She starred in the Stelco strike — where’s the Whisper now?
There’s no prettier — and pricier — piece of Hamilton history than the 88-year-old wooden boat called the Whisper.
A decade ago, she was worth $500,000. Who can say what she’d fetch today?
This is the sleek and muscular, 32-foot Honduras-mahogany craft that starred in the storied Strike of ’46 at Stelco. The union bought the boat to patrol Hamilton Harbour, to try to stop replacement workers and supplies from coming in the back door. Some days, it got nasty out there.
Sixteen years ago I wrote about the boat, even went for a ride. The man at the wheel was Dunc Hawkins, a retired IBM executive who grew up in Hamilton, who wore the heat suit and guzzled lemonade and salt tablets in the Stelco mill in the summers of the early ’60s.
Decades later, he discovered the Whisper in a state of decay in Michigan and spent “serious six figures” to bring the boat back to life. Master Gravenhurst boat restorer Gary Clark did the work.

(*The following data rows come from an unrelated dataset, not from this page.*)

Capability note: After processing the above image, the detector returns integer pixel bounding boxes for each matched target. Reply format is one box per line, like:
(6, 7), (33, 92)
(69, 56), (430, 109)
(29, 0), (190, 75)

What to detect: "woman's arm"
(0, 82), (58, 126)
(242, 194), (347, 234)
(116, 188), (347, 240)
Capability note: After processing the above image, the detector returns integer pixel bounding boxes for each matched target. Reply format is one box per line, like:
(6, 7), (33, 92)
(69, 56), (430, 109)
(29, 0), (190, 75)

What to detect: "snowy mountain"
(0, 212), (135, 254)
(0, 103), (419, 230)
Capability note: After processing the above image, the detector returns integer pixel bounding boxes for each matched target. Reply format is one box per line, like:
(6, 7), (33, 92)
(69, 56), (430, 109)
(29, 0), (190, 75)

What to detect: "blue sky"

Just weeks after he got her in the water, Hawkins took me for that ride. He loved that boat and its Hamilton history.
There’s one lovely theory that the first man to own the Whisper when it came off the line at the Ditchburn factory in Gravenhurst was Hamilton mobster Rocco Perri. No proof of that. But Gunner Joe Begley, North End bootlegger, had her for awhile. So did Paul Judson Myler, Hamilton-based president of Westinghouse Canada.
Hawkins told me in 2001 that he’d love to see the Whisper make a return visit to Hamilton. Sadly, that never happened.
Since then, Stelco died. But now it’s freshly reborn. Let’s talk to Hawkins again.
He confesses he sold the Whisper 10 years ago. There are still several craft in his boathouse, “but you can’t keep them all. I’m not a wealthy man … and the Whisper is a very, very valuable boat.”
He is satisfied that it’s now “in the hands of a true steward of antique wooden boats.”
That would be Roger Oatley, of personal injury law firm Oatley Vigmond in Barrie. He keeps the boat on his island in Lake Joseph.
As I’ve been wandering cottage country this summer anyway; maybe I should check in on the man who watches over the Whisper today.
Oatley obliges. We rendezvous at a wharf on the lake, then journey to the island he purchased about eight years ago.
We’re at his boathouse. No Whisper in sight. We climb into a golf cart for a trip through the woods to the other side of Oatley’s island.
He retired last year on his 70th birthday. He has some Hamilton ties. His father worked for Hanson Transport in the east end. In summers, young Oatley would do department store deliveries: furniture, fridges, stoves.
And he remembers his first major accident. He never took the Skyway, to save on tolls charged then. Down below, on the Beach Strip, he had a first-rate rear-ender.
He survived the day. Eventually, he got into law school. Then, Oatley says, “I worked like a maniac all my life.”
We have arrived at boathouse No. 2. The Whisper lives here, chrome and long deck gleaming.
Oatley does not ride her hard. A slow cruise is best.
“I get a feeling of calm,” he says. “There’s an almost romantic power to it … It fits the landscape and the lake.”
The Whisper takes a short overland journey each fall and spring, to and from indoor storage in Muskoka. Would Oatley ever consider a small detour, letting the Whisper visit Hamilton Harbour one more time?
Not likely. He gets anxious enough every time the boat’s on a trailer.
“And a back road is one thing,” he says. “The 400 is another.”
But sometime next summer, he says, look for the boat at the free Muskoka Lakes Association’s biannual Antique Boat Show in Port Carling.
Admire the Whisper’s classic lines. She’s a lady with a past and looks that last.
Retired lawyer Roger Oatley is the latest to watch over the Whisper. He keeps her in one of the boathouses on his island on Lake Joseph.
One legend had it that the Whisper was first owned by mobster Rocco Perri. There’s no proof of that, but we know for sure it belonged to the Stelco strikers in 1946.
The Whisper made an appearance at the Antique Boat Show in Port Carling three years ago. It will be there again next summer.